FDR’s reply was brief, and the president chose not to refute him. He had given his letter “most careful consideration,” he assured the king, and reminded him that their meeting aboard ship had already given him “so vivid an impression” of his views. The president then told Ibn Saud he would “take no action…which might prove hostile to the Arab people,” which he said the King knew was already American policy.
Later, he told Zionist leader Rabbi Stephen Wise, “I have had a failure. The one failure of my mission was with Ibn Saud.” The only reason he had set up the meeting, he told the rabbi, was “for the sake of your cause… I tried to approach the Jewish question a number of times. Every time I mentioned the Jews he would shrink” and say something like “I am too old to understand new ideas.” When he told Saud about the Jews’ irrigation of the desert and the planting of trees, Saud retorted that “my people don’t like trees; they are desert dwellers. And we have enough water without irrigation.”
FDR felt defeated, confessing to Wise that “I have never so completely failed to make an impact upon a man’s mind as in this case.” He had another way of dealing with the problem though and told Wise that he had been thinking of a plan to bring the case up at the first meeting of the Council of the United Nations. His death left the matter in limbo. In 1948, three years after his death, the UN finally solved the problem by voting to recognize the partition of Palestine into a Jewish and Arab area.

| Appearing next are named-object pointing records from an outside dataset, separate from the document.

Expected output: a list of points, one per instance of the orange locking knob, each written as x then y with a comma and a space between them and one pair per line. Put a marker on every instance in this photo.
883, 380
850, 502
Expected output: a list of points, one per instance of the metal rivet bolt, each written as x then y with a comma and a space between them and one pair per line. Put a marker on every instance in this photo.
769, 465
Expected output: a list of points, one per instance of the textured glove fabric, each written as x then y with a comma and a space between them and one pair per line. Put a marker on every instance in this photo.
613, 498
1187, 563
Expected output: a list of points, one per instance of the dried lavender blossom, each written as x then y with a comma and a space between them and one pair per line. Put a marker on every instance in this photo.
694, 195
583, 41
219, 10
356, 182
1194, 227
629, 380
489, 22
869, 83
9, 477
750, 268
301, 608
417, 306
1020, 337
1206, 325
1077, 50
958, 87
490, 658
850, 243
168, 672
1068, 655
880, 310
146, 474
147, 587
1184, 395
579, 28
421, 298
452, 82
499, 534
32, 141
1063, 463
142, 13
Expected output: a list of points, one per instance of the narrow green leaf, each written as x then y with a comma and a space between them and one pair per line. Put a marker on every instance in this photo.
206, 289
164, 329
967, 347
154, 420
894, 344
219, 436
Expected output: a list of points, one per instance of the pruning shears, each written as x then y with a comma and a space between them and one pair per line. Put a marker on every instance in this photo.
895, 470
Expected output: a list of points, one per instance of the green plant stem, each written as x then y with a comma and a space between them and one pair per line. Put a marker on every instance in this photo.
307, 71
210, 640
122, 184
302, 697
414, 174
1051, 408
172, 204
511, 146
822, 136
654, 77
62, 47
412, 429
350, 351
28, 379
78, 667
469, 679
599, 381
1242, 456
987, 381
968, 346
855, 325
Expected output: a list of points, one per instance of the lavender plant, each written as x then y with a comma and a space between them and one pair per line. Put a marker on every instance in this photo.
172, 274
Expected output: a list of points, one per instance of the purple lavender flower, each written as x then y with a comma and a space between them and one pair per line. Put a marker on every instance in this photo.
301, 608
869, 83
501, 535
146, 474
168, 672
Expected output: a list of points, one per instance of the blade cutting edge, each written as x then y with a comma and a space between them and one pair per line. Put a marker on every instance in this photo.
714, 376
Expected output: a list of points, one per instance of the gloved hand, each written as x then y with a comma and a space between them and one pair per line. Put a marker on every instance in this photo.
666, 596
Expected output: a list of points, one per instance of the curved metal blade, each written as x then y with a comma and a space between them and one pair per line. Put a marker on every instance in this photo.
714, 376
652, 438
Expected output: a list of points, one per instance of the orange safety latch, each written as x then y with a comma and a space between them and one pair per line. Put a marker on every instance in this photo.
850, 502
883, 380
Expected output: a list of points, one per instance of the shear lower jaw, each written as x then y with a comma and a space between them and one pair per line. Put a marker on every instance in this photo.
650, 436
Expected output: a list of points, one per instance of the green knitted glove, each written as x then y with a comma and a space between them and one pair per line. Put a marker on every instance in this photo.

Like many presidents after him, Roosevelt accepted the necessity for Saudi oil and strategic friendship and understood it was paramount when dealing with the Saudi monarchy. Oil is not as important today as it was then, but Trump and son-in-law Jared Kushner have pinned their hopes on the Saudis and Crown Prince Mohammed bin Salman (MBS) to be the linchpin in solving the intractable problems of the Middle East, whether it be Iran or the Israeli-Palestinian conflict. There are reports that Kushner, who is close to MBS, has been advising him to just brave the storm; Trump, in familiar fashion under such circumstances, has said he barely knows him.
As I write mid-Saturday, the Saudis claimed to have investigated Khashoggi’s murder, announcing that he had been killed after a fistfight at the consulate. Turkish investigators disputed their claim, saying that he was deliberately killed by Saudi agents sent there to murder Khashoggi. The Saudis then arrested eighteen and five major officials who the Saudis said were responsible, including an adviser and a general who was his deputy intelligence chief. President Trump announced it “was a first great step,” failing to address the many contradictions in the Saudi claims. Of course, they were developed to put MBS in the clear as having any responsibility for the torture of Khashoggi and his eventual death. Trump may understand this, but the Washington Post quoted a Trump adviser who told the paper his “inclination is not to ruin the [U.S.-Saudi] relationship.”
Will MBS be held to account, or will the president continue to rationalize the “incident,” accept the Saudi’s self-serving “investigation,” and move on? Will he, like FDR, give up on his original agenda and end up doing what the Saudi king desired? The UN temporarily solved the Palestinian crisis in 1948, voting to accept the partition of Palestine into Jewish and Arab sections. It is likely that in our own time, the UN will fail to deal with the crisis effectively, if at all.